A artroscopia, cirurgia feita com microcâmeras, trouxe um salto de precisão. “Ela permite tratar por dentro, com menos agressão e recuperação mais rápida.” Mas Doyle reforça que o sucesso depende da reabilitação. “Não adianta operar e não fortalecer. O movimento é parte do tratamento.”

Pé plano infantil: quando o cuidado precoce muda o futuro

Um dos temas que o ortopedista faz questão de abordar e que merece atenção especial é o pé plano infantil — conhecido popularmente como “pé chato”. “O pé chato é normal até os cinco ou seis anos, quando os ligamentos ainda estão amadurecendo. Mas quando a criança sente dor, cansa rápido, tropeça muito ou evita atividades, é hora de investigar”, explica.

Segundo ele, o diagnóstico precoce pode evitar consequências duradouras. “Quando tratado cedo, muitas vezes com orientações simples, exercícios e palmilhas, conseguimos corrigir sem cirurgia. Mas, nos casos mais graves, a correção minimamente invasiva muda completamente a vida da criança”, diz.

Para o médico, essa transformação ultrapassa o campo técnico. “É gratificante ver a criança que não corria voltar a brincar, ter autoestima, viver a infância com leveza. Isso é devolver liberdade desde cedo.”

Técnica, volume e prudência clínica

Com mais de 400 cirurgias realizadas por ano, Doyle reforça que experiência e prudência caminham juntas. “Volume traz previsibilidade, mas nunca substitui individualização. Cada paciente é um universo”, afirma.

A maturidade, segundo Tiago, veio com o tempo. “A faculdade ensina medicina, mas não ensina escuta. A gente aprende, com a prática, a respeitar o tempo do corpo e o momento certo de agir.”

O consultório do especialista reflete essa filosofia: atendimento integrado, equipe multiprofissional e acompanhamento contínuo. “Tenho secretarias para o pré e o pós, fisioterapeutas parceiros e protocolos de reabilitação bem definidos. É um ecossistema de cuidado, não uma soma de atendimentos”, destaca.

Para Doyle, a humanização está justamente no detalhe. “O paciente quer ser ouvido, quer entender o que está acontecendo. Informação é parte da cura.”

Casos que marcam e revelam humanidade

Entre as histórias que o emocionam, Tiago relembra o caso de uma paciente adulta com pé torto congênito. “Ela viveu décadas com o pé virado para dentro, andando sobre a lateral, com dor constante e dificuldade até para calçar sapatos.”

Após a cirurgia corretiva, minimamente invasiva, o resultado foi emocionante. “Quando tirou a bota, me disse que nunca tinha usado um tênis.
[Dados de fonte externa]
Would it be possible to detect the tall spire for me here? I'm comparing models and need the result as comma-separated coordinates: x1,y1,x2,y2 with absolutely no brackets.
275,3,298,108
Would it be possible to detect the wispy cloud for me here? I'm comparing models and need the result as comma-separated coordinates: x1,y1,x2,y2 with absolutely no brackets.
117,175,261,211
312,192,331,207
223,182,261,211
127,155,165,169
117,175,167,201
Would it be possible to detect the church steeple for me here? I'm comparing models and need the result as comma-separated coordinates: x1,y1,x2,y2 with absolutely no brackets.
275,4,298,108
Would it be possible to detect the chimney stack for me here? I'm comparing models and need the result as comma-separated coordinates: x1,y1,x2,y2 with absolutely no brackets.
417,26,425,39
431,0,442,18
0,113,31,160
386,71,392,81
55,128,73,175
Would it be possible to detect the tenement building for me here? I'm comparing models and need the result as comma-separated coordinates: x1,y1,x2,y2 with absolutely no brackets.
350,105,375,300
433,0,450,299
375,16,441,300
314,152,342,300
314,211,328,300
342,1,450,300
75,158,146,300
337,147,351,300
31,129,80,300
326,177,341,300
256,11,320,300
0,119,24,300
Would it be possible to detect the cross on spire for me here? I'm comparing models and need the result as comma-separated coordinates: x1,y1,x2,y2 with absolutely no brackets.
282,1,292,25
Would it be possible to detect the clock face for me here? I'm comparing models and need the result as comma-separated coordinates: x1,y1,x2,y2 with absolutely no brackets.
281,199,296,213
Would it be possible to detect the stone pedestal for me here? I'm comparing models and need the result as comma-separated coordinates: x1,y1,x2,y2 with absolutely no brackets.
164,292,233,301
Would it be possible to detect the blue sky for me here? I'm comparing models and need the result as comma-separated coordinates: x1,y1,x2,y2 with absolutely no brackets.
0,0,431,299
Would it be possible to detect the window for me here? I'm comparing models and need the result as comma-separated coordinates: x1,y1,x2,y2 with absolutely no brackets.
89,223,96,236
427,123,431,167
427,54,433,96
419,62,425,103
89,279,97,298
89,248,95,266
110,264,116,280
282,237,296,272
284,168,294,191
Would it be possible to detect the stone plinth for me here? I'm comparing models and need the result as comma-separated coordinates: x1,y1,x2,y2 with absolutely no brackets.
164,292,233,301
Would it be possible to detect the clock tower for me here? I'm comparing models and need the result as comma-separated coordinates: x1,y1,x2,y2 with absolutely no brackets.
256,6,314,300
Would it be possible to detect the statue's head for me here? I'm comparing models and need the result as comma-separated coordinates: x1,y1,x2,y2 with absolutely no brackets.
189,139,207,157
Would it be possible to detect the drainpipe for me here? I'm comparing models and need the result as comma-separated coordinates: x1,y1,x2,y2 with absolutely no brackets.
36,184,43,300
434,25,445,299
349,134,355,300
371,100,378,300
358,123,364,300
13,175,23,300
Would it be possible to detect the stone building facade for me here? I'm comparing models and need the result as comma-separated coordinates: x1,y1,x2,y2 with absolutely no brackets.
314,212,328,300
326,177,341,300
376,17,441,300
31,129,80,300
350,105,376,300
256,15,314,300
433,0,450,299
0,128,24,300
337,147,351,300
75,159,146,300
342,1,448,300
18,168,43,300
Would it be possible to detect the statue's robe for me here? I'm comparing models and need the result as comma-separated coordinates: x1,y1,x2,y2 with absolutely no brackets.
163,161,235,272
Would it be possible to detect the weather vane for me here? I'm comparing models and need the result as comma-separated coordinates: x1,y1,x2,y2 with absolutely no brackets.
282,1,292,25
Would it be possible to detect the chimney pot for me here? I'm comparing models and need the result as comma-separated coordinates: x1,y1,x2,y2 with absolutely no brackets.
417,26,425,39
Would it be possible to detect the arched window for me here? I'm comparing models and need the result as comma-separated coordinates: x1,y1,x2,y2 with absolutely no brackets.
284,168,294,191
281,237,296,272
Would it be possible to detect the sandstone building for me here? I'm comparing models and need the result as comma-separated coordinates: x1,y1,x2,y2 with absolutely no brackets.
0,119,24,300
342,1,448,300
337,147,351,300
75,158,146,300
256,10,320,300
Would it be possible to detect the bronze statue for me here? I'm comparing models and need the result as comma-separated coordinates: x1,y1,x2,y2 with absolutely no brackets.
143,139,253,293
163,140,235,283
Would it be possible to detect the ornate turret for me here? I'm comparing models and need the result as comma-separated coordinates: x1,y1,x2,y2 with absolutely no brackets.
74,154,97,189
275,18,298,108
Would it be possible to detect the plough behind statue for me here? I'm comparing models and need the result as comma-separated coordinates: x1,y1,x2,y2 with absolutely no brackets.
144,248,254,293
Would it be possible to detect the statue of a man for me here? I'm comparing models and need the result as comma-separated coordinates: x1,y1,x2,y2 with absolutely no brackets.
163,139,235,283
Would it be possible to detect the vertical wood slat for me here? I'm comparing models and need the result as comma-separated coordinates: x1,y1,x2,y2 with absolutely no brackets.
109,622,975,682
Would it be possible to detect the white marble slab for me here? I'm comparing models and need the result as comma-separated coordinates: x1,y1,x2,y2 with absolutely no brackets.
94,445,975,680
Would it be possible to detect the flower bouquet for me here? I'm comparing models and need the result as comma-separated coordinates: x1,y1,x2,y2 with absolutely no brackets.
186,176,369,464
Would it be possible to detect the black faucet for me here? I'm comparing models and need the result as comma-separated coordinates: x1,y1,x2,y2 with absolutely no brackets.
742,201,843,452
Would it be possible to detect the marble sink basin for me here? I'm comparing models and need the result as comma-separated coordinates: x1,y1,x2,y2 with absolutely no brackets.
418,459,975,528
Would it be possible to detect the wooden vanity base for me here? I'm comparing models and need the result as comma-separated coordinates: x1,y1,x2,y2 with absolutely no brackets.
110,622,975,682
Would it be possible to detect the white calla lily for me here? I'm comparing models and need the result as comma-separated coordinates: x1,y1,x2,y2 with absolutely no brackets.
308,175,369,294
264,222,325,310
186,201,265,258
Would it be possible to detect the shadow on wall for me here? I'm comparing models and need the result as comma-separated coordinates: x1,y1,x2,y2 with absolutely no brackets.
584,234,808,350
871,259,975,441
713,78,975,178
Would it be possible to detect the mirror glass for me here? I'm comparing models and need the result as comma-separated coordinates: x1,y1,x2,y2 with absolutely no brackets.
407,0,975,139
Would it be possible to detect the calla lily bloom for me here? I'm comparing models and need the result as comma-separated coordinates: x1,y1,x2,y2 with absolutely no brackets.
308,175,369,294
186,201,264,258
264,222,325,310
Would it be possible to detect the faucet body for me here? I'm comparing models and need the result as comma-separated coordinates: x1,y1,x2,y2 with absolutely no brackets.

Ver o sorriso e a liberdade dela foi entender o que dignidade realmente significa”, conta.

São esses momentos que dão sentido à profissão, segundo o ortopedista. “Mais do que operar, é devolver independência, confiança e qualidade de vida. É permitir que a pessoa volte a caminhar, trabalhar e viver sem dor.”

Ensino e o papel de multiplicar conhecimento

Além da rotina intensa no consultório, Doyle dedica parte da carreira ao ensino e à atualização científica. Ele ministra cursos no Brasil e participa de programas de capacitação na Itália voltados às técnicas minimamente invasivas do pé. “Quando comecei, não havia onde aprender no país. Hoje, ensino o que fui buscar lá fora”, diz.

Dividir conhecimento, para ele, é uma forma de perpetuar o cuidado. “A gente melhora a medicina quando compartilha o que aprendeu. Ensinar é continuar aprendendo.”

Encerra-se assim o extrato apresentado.